If unemployment hadn’t jumped again yesterday, I would be laughing. Texas Transportation Commissioner Ted Haughton, who is, so far as I know, a white guy, called Hank Gilbert of Texas TURF — for sure, another white guy — a bigot. Now, maybe Gilbert could have been a little more politically correct in his reference to “foreign investors” who are buying up American debt as TxDOT is getting set to use stimulus funds for risky “triple taxation” toll roads. Maybe Haughton should take a look into TxDOT’s mirror.

TxDOT was caught earlier this week with its pants down by State Rep. Dunnam of Waco, who chairs the Texas House committee overseeing the stimulus, on apparently ignoring one important stimulus fund requirement that the funds be used in economically distressed areas. Not surprisingly, TxDOT covered its rear-end yesterday, showing up with 10 new projects in economically distressed areas. Then, of course, they proceeded to ram through a financially risky plan to fund toll roads to no where.
Linda Stall of CorridorWatch.org, gave testimony backed up by her and David Stall’s research outline BELOW this piece — be sure to read this! It gives chilling testimony as to the financial risks TxDOT is taking, alongside mounting evidence that the public-private partnership toll facilities are another financial crisis in the waiting for the American people. Texas is the test ground.
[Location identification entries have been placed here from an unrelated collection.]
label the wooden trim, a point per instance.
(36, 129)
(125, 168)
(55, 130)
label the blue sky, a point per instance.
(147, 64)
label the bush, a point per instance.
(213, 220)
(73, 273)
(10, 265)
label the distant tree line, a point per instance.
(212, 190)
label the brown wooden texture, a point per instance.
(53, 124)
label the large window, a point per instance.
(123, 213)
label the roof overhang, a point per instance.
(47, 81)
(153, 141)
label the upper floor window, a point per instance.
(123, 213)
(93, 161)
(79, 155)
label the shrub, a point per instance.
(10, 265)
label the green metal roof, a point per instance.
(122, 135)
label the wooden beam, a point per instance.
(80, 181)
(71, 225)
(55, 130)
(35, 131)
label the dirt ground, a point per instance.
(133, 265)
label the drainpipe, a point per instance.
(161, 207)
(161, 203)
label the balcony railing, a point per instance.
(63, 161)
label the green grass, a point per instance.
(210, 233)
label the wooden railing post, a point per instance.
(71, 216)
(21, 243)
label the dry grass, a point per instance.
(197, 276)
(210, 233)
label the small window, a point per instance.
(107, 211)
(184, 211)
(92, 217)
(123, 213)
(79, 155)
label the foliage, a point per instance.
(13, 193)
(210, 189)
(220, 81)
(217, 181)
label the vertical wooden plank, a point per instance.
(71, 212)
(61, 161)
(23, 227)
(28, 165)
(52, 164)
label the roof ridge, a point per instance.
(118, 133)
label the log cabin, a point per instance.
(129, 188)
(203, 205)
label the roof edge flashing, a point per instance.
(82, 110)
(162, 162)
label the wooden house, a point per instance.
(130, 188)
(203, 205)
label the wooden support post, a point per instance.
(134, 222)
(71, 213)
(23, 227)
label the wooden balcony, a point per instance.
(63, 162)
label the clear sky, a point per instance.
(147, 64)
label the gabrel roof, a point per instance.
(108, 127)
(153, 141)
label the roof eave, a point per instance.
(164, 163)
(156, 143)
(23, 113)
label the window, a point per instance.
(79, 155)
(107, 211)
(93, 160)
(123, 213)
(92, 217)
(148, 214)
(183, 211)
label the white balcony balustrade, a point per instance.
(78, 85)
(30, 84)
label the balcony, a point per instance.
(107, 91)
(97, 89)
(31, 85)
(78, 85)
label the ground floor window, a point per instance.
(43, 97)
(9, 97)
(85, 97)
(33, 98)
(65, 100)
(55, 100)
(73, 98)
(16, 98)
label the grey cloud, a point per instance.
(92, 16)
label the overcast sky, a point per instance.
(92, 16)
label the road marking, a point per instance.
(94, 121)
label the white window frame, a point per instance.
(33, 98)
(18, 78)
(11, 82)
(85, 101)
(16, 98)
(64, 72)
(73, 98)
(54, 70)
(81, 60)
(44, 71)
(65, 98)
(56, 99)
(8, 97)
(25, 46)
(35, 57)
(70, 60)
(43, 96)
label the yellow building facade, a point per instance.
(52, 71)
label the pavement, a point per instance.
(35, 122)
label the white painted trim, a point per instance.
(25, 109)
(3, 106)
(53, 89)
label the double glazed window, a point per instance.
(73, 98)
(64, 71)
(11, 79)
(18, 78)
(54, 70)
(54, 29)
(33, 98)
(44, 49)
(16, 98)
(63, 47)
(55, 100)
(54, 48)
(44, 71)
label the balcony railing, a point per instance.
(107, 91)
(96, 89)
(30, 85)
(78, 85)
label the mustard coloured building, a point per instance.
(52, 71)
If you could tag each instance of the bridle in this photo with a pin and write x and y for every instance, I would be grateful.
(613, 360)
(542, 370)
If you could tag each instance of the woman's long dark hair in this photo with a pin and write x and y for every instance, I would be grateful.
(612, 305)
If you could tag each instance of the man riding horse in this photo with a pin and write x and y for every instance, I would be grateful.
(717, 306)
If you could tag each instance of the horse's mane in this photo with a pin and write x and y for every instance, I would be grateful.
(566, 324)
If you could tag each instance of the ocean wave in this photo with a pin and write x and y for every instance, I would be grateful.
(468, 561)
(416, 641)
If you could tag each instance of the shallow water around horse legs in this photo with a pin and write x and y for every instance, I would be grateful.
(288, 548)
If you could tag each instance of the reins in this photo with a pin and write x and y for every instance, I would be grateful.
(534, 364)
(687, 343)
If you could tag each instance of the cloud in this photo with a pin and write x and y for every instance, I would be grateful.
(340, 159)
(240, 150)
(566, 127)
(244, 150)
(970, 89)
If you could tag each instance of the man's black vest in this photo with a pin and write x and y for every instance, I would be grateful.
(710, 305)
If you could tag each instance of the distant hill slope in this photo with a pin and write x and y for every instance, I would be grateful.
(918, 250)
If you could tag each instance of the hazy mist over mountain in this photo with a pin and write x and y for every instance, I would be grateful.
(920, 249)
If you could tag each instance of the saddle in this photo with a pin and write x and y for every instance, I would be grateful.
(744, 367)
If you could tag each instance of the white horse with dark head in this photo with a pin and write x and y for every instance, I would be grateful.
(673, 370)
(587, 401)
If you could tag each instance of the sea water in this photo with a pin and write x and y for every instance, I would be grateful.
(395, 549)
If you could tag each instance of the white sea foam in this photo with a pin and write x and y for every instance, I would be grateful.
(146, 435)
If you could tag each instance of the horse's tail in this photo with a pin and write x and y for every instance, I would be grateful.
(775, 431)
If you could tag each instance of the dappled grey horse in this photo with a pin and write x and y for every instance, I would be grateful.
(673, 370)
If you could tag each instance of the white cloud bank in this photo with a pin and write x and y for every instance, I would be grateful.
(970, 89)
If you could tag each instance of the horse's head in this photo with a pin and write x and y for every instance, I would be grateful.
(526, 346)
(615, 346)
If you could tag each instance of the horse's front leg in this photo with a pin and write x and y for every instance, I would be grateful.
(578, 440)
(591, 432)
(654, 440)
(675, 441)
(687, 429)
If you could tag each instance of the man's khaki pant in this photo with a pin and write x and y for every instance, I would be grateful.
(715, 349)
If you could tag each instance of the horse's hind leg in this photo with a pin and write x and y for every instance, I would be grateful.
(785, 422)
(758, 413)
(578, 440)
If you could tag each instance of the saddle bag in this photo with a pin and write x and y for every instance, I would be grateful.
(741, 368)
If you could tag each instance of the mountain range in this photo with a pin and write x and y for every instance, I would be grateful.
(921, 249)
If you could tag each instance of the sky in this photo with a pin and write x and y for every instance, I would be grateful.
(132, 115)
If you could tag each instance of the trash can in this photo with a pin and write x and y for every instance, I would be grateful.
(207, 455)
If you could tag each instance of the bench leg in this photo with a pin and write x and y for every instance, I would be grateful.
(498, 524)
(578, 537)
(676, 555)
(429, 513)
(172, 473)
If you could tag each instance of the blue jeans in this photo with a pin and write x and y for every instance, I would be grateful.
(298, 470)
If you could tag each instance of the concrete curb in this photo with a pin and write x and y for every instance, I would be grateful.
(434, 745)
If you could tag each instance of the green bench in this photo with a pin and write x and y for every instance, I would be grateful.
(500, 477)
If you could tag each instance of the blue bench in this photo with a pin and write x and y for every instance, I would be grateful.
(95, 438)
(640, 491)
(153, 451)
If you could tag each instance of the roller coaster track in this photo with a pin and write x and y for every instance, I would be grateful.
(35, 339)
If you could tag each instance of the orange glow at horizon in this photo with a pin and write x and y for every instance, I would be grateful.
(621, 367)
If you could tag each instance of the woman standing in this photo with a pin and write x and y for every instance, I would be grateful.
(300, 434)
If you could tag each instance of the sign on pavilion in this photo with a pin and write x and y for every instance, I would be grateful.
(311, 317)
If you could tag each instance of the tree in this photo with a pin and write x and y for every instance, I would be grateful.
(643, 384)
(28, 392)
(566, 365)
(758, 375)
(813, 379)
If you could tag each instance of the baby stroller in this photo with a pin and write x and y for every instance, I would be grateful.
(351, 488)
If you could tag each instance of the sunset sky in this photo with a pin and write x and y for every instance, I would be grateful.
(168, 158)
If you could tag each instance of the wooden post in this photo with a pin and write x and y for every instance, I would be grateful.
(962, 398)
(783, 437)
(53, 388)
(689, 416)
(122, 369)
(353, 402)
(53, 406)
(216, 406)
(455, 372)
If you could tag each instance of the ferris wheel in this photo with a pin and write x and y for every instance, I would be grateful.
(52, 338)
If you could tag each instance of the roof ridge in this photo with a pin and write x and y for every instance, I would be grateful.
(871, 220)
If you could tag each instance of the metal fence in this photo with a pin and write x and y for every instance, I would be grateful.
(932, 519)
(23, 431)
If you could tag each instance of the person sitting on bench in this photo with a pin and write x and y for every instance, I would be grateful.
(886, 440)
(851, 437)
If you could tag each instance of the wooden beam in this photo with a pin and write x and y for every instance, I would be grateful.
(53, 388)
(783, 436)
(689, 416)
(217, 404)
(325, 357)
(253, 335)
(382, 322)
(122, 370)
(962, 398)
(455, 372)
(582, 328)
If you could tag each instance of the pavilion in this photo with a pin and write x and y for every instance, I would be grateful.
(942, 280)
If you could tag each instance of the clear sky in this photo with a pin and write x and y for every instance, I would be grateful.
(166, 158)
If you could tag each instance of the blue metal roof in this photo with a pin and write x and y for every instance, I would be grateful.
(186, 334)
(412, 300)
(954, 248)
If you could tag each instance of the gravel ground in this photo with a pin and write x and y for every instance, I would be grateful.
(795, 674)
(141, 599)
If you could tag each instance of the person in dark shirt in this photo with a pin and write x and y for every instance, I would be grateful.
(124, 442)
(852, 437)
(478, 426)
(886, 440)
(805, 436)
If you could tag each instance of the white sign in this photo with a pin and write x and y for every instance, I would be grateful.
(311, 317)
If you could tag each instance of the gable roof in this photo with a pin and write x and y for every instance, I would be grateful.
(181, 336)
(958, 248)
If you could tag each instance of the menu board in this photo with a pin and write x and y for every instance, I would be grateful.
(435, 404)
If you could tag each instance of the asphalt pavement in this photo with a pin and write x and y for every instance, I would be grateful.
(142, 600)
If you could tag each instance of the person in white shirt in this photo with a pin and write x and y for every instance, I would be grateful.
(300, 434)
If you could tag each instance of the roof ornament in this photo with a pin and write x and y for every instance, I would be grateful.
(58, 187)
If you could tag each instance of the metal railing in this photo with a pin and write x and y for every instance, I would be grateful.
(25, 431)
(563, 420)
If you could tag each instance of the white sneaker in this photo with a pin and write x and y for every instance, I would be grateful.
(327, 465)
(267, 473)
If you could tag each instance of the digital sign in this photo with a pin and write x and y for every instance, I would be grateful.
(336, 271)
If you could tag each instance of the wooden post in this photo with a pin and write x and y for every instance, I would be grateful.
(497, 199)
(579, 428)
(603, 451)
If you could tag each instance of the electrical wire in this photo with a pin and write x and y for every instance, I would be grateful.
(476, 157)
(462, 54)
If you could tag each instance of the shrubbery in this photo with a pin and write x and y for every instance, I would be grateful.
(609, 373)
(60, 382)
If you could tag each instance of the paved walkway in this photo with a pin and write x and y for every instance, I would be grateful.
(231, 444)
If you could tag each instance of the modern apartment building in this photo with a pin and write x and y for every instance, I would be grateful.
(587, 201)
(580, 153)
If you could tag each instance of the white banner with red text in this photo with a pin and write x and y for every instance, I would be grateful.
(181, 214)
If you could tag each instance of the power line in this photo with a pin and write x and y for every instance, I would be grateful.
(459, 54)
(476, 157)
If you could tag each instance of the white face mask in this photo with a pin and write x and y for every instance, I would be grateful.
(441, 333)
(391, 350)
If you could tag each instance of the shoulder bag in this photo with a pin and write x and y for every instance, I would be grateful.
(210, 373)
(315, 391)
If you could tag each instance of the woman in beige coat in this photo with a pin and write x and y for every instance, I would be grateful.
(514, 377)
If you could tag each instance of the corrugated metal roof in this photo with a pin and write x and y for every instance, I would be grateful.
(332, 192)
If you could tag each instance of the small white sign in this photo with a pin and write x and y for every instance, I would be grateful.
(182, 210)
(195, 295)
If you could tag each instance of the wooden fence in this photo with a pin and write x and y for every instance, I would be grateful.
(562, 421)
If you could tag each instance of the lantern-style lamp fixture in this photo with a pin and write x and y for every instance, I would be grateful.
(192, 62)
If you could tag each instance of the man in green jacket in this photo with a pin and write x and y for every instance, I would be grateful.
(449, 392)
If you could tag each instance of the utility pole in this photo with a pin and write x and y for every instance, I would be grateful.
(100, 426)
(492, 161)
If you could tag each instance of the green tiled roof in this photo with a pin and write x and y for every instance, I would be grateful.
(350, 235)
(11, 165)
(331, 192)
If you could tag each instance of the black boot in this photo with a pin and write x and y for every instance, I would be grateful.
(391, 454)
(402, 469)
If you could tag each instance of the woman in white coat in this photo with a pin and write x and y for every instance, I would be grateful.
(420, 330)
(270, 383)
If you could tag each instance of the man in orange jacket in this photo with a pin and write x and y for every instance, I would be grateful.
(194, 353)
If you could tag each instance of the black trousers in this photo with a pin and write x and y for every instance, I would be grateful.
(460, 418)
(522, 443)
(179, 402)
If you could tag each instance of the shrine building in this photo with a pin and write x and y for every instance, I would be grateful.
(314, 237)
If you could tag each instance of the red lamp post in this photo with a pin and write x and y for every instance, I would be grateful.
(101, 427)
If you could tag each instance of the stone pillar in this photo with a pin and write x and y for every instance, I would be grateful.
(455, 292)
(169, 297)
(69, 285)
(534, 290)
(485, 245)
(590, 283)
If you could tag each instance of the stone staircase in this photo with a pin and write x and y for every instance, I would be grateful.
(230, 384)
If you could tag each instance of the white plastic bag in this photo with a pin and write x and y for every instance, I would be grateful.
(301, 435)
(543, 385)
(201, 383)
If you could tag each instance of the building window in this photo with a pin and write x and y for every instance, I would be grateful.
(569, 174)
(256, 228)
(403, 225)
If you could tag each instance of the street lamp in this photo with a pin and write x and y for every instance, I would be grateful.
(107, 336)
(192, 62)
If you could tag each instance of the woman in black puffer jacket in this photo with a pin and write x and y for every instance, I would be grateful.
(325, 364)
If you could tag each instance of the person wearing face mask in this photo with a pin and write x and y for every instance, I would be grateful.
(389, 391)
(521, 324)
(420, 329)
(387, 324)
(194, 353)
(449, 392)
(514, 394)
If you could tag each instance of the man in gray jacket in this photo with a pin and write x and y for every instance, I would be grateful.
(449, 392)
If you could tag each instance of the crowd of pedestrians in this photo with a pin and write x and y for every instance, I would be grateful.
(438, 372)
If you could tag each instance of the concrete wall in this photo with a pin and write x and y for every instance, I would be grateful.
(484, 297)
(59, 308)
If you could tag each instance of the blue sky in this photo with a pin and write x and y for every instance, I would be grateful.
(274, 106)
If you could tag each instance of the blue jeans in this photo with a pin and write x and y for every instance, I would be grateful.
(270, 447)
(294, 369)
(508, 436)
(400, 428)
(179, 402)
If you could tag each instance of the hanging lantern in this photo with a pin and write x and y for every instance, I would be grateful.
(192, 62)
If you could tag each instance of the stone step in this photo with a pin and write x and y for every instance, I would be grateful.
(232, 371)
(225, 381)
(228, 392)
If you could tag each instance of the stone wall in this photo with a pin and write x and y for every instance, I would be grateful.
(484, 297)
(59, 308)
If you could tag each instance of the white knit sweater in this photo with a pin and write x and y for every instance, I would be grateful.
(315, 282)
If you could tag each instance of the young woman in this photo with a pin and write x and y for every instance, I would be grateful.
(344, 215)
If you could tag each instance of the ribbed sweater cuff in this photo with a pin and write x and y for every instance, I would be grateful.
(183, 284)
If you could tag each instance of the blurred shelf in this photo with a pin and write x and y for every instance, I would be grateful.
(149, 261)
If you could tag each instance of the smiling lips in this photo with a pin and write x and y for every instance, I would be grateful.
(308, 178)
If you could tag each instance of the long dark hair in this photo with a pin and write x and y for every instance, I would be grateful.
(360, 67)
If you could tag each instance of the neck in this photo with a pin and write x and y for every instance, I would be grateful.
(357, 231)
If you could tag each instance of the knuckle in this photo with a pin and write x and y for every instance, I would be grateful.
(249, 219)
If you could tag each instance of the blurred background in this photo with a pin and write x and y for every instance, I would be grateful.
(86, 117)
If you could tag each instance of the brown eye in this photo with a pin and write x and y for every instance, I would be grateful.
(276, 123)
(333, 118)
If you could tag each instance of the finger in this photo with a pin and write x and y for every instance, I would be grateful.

The Mayor of Waco, Virginia DuPuy, spoke to the Commission, and was nice a she could be, asking why TxDOT had left out what could arguably be the most important project in this state — widening IH-35 in McClennan County. Lest we forget that the justification for the Governor’s attempts to ram the still very much alive Trans-Texas Corridor (TTC-35 segment) on rural residents in the blackland prairie adjacent to TTC-35, was the bottleneck on IH-35. TxDOT Chair Deidre Delisi (Rick Perry’s controversial appointee) told the good mayor that “if the legislature passes” a package to fund this segment, then TxDOT will do it. Now, isn’t that charitable of Delisi. The problem is that TxDOT can’t promise what the legislature gives. But let’s not quibble.
 
 
 
 
 
 
 
 
 
 

 

Here’s the bottom line. As it currently stands, TxDOT will use 70% of the transportation stimulus funds approved yesterday for tollways. One of them, the Grand Parkway (aka porkway) is being heavily criticized by the all volunteer Citizen’s Transportation Coalition, as a developer/road lobby dream for many years. This road project has never been done by the local toll authority because it couldn’t be economically justified since no one lives out there yet, except a flock of birds in one of the country’s best waterfowl sanctuaries.
Another controversial project is over the Edwards Aquifer (281 and 1604 in San Antonio). It was recently promised — a promise quickly then broken — to be a free road if stimulus funds were used. And, not to be outdone is the Austin area’s risky and expensive flyover road project from 183 to 290E in Travis County. It doesn’t seem to bother TxDOT that the funding to complete this project — for 290E — is questionable and traffic figures have been flat for years.
Unless federal officials step in, TxDOT may just get away with it because the funds for transportation stimulus are not coming through traditional mechanisms which safeguard against using federal money for toll roads. Someone please tell us this omission by Congress wasn’t intentional.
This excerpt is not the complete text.